Earlier this week the Supreme Court approved an investigation into the president’s unfounded accusations about voter fraud.
On Thursday, in Bolsonaro’s worst set-back in Congress since taking office in 2019, a lower house committee voted to shelve a constitutional amendment he has been pushing that would have adopted printed ballots.
Speaker Arthur Lira, however, said yesterday he would put the controversial amendment to the plenary despite the committee defeat. He explained the decision saying that a quick resolution was preferable because political tensions over the issue are holding up the country’s legislative agenda.
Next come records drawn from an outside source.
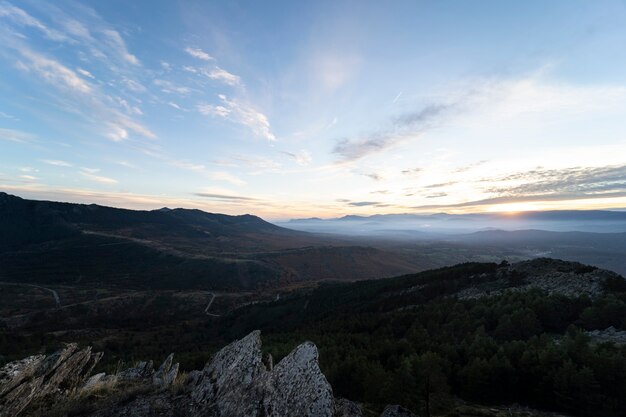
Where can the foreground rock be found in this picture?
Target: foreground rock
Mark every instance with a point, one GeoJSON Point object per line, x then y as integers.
{"type": "Point", "coordinates": [236, 382]}
{"type": "Point", "coordinates": [36, 377]}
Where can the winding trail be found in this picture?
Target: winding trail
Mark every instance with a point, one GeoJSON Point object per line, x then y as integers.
{"type": "Point", "coordinates": [206, 310]}
{"type": "Point", "coordinates": [55, 294]}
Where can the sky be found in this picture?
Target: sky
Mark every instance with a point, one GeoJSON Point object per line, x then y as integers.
{"type": "Point", "coordinates": [320, 108]}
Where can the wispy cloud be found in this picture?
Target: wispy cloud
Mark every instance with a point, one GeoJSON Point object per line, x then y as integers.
{"type": "Point", "coordinates": [53, 71]}
{"type": "Point", "coordinates": [22, 18]}
{"type": "Point", "coordinates": [13, 135]}
{"type": "Point", "coordinates": [241, 113]}
{"type": "Point", "coordinates": [226, 177]}
{"type": "Point", "coordinates": [198, 53]}
{"type": "Point", "coordinates": [302, 158]}
{"type": "Point", "coordinates": [225, 197]}
{"type": "Point", "coordinates": [91, 174]}
{"type": "Point", "coordinates": [220, 74]}
{"type": "Point", "coordinates": [57, 162]}
{"type": "Point", "coordinates": [117, 43]}
{"type": "Point", "coordinates": [402, 128]}
{"type": "Point", "coordinates": [171, 88]}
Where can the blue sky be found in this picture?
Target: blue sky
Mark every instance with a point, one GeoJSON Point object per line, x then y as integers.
{"type": "Point", "coordinates": [294, 109]}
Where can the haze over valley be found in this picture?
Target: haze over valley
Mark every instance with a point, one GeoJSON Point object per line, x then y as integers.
{"type": "Point", "coordinates": [330, 208]}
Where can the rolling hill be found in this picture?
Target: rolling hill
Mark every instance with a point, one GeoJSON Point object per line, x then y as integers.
{"type": "Point", "coordinates": [64, 243]}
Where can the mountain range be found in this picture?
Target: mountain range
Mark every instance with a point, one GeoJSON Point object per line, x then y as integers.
{"type": "Point", "coordinates": [52, 242]}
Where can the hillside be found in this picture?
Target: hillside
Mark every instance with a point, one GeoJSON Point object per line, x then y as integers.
{"type": "Point", "coordinates": [74, 244]}
{"type": "Point", "coordinates": [482, 339]}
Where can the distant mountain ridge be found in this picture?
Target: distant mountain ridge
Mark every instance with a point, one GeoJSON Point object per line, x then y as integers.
{"type": "Point", "coordinates": [43, 241]}
{"type": "Point", "coordinates": [558, 220]}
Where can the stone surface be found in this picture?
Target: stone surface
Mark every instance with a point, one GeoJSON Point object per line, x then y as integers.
{"type": "Point", "coordinates": [38, 376]}
{"type": "Point", "coordinates": [296, 385]}
{"type": "Point", "coordinates": [610, 334]}
{"type": "Point", "coordinates": [237, 382]}
{"type": "Point", "coordinates": [347, 408]}
{"type": "Point", "coordinates": [397, 411]}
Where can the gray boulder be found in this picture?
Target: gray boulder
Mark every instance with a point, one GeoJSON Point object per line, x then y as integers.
{"type": "Point", "coordinates": [38, 376]}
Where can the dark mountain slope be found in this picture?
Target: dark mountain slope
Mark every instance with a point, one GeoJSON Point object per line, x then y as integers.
{"type": "Point", "coordinates": [63, 243]}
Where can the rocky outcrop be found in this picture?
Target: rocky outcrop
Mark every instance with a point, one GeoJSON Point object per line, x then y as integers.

The proposal is not expected to clear the lower chamber where constitutional amendments need three-fifths of the votes.
Earlier yesterday, Senate President Rodrigo Pacheco criticized Bolsonaro for his attacks on the Supreme Court and offered to mediate, saying the president’s insults against Barroso were unacceptable.
Pacheco said Bolsonaro must respect the results of next year’s election even if he fails to change the all-electronic voting system – which the president groundlessly claims is vulnerable to tampering.
“Any threat, however slight, to this democracy will be promptly rejected by the Senate,” Pacheco said in a GloboNews television interview.
The Senate head said anyone advocating a “democratic retreat” or the suspension of next year’s elections would be seen as an “enemy of the nation.”
“I think a majority in Congress at this moment want to maintain the electronic voting system,” he said.